Woe Was Us

Beth Davis with her trusty Ithaca, practising trap with the Garmin XERO S1. This is not the trap field on which we were shooting in this article. On this one (St. Louis Trap & Skeet) side-winds are normal but treacherous down-drafts all but unknown.

by Terry Wieland

Every so often, something happens that makes you question everything you thought you knew, but obviously did not.  Or at least, have temporarily forgotten.

On Saturday, a week into the new year, the usual crowd of enthusiasts gathered for our monthly club trap match, which consists of two rounds at 16 yards, and two rounds of handicap, which for most is 19 or 20 yards.  Anyone without an ATA-assigned handicap picks his or her own.

After a couple of weeks of bitter cold—bitter for Missouri, at least, with frozen ponds and burst water lines—it had warmed up to the mid-40s, and we were all eager to burn some powder and dust some birds.  There were three squads of five for 16-yard, two squads for handicap.

Speaking for myself, it started reasonably well.  I started at station four, broke my first four birds, and figured I was in for a reasonable session.  Little did I know, that was the high point for the whole day.  I went on to have a dismal round of 13 (thirteen!)  At the same time, though, I noticed my squad mates were not doing much better.

When the scores were posted for round one, out of 15 guns, the high was a 20, posted by a shooter who, the week before, had gone 50 straight in an informal match.  Second was a 19, low was a 5 (yes, five).  It was, in the collective memory of the 15 shooters, the worst day any of us had ever seen.  Everyone has a bad day, now and then.  But all of us at once?

There was no real explanation for it.  It was cold, but not that cold, and the wind was almost non-existent.  In fact, if you were looking for near-perfect conditions, for January anywhere north of the Mason-Dixon Line, this would have been it.

The Garmin gives you precise information on where the clay was, and where your pellets went.
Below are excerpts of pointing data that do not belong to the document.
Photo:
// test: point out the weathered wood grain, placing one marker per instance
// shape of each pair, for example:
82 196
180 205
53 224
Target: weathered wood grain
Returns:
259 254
It would also have been interesting, on this dismal day, to see exactly how far out the clay was when the pellets did (or did not) collide with it.

My second round at 16 yards?  Eleven (11).  By that time, I was questioning everything I was doing and worrying instead of concentrating, which is a sure formula for failure.  Yet, with a total of 24, I finished near the middle of the pack.

Moving on to handicap, which I shot from 20 yards, I posted first a 15, then a 14, and believe it or not, I felt things were really looking up.

First, in spite of the score, I thought I’d figured out not only what I was doing wrong, but probably had an explanation for everyone else, as well.

When I was not shooting, I was watching the birds, and had a chance to study both fields from off to the side.  For whatever reason, the clays were coming out flatter than they should, and suddenly dropping when they reached mid-field.  Which meant that not only me, but everyone else, was shooting over them.  The obvious solution to that would have been to hold lower on the house than we normally would.

Every so often—every 15th bird or so—one would come out unusually high, what seemed to be almost straight up by comparison, and generally it was broken with alacrity.

The trap range at Arnold: the hill in the background is considerably higher and steeper than it appears in this wide-angle photo.

Both our fields face into a steep wooded hillside, close enough that shards of clay often fall onto its slope.  In the conditions of cold and little wind we had, there seemed to be a down-draft off the hill that was pushing the clays suddenly lower as they reached a certain point.

The other thing I noticed, as the day of infamy wore on, was that even the best shooters among us, and that included guys who routinely shoot 24s and 23s, and think anything under 20 is a disaster, were not picking up the birds as quickly.  They were taking an extra split second to be precise, and this was allowing the birds to get to that exact point where they dropped a foot or two like the rug had been pulled out.

I finished the two rounds of handicap with a total of 29 (15 and 14), which was good enough to place me fourth out of ten.  The winner had 34.  (Or was it 33?  Either way, it’s best forgotten.)

An inordinate number of the guys gathered around the scoreboard at the end with their phone-cameras out, probably intent on recording for posterity the fact that it wasn’t just them doing poorly.  Misery may not actually love company, but it sure appreciates having it around.

Had I been carrying my Garmin XERO S1 trap radar, I would have set it up to see exactly where I was missing but, like many things when you need them, it was sitting at home.  I have, however, found a seriously good use for the Garmin:  A specific situation needing a precise diagnosis.

Whether it would have helped immediately is impossible to say.  For absolute certain sure, it could not have hurt.

Gray’s shooting editor, Terry Wieland, has honed his skill at finding silver linings in a lifetime of what seems to be an inordinate number of black clouds, many of which, for some reason, gather over trap and skeet fields.